Forum for Science, Industry and Business

Sponsored by:     3M 
Search our Site:

 

New subtype of breast cancer responds to targeted drug

02.03.2010
A newly identified cancer biomarker could define a new subtype of breast cancer as well as offer a potential way to treat it, say researchers at Washington University School of Medicine in St. Louis. Their findings will be published in the March 1 online early edition issue of the Proceedings of the National Academy of Sciences.

The research could further refine what recent breast cancer research has concluded: that breast cancer is not one disease, but many. So far, research has firmly established that at least five subtypes of breast cancer exist, each having distinct biological features, clinical outcomes and responses to traditional therapies.

The biomarker identified by the Washington University researchers is found frequently in breast cancers and especially in those that have poorer outcomes. It stems from overactivation of a gene called LRP6 (low-density lipoprotein receptor-related protein 6), which stimulates an important cell-growth signaling pathway. LRP6 can be inhibited by a protein discovered in the same laboratory, which could become an effective drug against the breast cancer type, the researchers say.
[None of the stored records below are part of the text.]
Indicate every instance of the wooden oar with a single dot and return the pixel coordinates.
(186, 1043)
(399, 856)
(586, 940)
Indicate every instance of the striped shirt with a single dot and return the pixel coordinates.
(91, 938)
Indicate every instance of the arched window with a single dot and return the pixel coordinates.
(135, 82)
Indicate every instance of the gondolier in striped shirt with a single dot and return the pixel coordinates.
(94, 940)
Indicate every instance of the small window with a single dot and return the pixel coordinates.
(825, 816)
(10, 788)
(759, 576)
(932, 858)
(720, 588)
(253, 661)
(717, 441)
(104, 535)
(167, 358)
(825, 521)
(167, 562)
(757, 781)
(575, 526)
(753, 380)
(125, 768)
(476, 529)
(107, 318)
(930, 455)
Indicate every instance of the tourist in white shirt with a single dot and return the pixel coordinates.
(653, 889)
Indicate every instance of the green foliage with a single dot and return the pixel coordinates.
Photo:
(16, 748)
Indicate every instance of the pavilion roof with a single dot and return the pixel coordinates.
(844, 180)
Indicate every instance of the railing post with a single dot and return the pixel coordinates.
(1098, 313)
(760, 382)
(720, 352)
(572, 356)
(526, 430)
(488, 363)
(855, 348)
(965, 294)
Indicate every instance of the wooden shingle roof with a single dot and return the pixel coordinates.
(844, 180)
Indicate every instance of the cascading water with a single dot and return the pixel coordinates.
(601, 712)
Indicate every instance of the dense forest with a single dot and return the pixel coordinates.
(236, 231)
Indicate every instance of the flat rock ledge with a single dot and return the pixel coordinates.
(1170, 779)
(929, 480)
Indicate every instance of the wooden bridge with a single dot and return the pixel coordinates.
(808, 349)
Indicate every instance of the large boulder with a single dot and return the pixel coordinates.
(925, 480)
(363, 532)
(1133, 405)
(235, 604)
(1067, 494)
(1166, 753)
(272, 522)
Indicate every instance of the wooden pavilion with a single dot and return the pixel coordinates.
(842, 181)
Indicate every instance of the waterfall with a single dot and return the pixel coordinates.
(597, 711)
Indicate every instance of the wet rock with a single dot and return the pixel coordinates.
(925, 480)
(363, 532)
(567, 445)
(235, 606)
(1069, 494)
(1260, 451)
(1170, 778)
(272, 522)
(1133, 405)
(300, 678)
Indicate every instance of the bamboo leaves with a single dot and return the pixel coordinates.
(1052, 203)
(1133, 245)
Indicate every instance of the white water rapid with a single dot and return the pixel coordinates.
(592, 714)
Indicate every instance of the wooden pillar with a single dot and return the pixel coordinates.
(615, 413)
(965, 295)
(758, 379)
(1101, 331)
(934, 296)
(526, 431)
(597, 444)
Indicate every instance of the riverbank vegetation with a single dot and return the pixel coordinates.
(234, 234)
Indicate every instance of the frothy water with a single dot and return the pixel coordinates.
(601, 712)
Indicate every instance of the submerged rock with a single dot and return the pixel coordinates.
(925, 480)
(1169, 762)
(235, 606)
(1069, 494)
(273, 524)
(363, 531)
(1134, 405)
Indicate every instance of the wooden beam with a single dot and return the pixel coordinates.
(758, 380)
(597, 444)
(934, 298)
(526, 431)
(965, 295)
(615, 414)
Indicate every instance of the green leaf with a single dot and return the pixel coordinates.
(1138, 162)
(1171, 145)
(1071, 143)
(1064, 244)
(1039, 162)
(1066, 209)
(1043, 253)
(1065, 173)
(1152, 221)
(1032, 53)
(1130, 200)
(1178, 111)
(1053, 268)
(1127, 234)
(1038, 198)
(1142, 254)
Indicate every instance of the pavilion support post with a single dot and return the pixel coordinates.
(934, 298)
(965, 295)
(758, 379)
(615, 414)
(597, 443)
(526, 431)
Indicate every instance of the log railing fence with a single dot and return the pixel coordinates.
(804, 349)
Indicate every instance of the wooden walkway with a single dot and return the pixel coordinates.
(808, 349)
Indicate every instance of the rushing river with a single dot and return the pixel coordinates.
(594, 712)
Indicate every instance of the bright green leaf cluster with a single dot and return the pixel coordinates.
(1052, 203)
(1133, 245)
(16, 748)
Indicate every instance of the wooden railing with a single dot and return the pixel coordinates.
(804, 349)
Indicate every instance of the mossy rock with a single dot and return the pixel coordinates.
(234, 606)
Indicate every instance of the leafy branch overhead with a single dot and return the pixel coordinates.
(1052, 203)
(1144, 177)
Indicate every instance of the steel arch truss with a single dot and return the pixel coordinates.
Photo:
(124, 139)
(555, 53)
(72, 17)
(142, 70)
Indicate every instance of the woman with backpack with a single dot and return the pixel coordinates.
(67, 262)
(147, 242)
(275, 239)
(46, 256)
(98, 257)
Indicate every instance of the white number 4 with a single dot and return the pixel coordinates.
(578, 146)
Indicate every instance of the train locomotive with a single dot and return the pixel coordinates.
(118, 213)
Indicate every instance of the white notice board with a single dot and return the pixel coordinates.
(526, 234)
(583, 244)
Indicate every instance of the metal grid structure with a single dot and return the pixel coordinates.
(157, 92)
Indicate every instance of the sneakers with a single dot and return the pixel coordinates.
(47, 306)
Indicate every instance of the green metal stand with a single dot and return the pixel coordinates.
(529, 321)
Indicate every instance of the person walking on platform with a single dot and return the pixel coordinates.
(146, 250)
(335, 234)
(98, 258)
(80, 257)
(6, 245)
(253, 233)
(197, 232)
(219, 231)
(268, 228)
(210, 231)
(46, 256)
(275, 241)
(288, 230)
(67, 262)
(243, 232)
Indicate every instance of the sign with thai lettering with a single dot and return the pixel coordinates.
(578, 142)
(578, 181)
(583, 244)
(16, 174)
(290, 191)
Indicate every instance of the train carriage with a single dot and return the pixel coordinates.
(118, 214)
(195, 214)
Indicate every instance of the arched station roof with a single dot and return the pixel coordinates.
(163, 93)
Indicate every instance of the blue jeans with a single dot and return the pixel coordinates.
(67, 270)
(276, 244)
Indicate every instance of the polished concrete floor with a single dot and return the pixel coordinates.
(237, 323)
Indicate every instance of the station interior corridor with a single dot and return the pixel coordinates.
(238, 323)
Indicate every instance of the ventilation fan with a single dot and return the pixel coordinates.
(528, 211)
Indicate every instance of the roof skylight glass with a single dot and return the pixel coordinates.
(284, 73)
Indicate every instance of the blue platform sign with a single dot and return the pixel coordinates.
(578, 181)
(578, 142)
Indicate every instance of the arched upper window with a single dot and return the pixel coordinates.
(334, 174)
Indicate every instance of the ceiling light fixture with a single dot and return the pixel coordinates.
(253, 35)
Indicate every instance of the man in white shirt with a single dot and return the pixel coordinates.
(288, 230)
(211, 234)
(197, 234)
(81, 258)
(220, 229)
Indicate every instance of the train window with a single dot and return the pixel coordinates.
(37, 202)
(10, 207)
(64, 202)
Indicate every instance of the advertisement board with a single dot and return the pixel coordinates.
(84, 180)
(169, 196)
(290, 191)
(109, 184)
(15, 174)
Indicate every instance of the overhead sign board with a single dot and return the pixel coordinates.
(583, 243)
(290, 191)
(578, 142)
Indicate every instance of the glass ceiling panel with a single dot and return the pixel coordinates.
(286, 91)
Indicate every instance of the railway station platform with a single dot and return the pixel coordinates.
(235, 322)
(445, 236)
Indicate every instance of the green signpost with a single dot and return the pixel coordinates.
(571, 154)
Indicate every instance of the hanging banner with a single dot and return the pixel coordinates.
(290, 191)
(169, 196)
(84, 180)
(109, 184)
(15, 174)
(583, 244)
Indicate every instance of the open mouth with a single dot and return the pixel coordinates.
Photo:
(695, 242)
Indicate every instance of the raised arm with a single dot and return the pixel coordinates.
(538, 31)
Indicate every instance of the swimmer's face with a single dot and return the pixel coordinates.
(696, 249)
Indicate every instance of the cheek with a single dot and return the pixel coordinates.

"We found increased expression of the LRP6 gene in about a quarter of breast cancer specimens we examined, and we think LRP6 overexpression could be a marker for a new class of breast cancer," says Guojun Bu, Ph.D., professor of pediatrics and of cell biology and physiology. "In addition, we found that this biomarker is often associated with breast cancers that are either harder to treat or more likely to recur. We already have an agent that seems to be effective against LRP6-overexpressing tumors, which could someday become a therapy for tumors that right now have few treatment options."

The research was conducted primarily by Chia-Chen Liu, a graduate student in the Bu lab, who is a fellow in the Cancer Biology Pathway Program at the Siteman Cancer Center at Washington University School of Medicine and Barnes-Jewish Hospital.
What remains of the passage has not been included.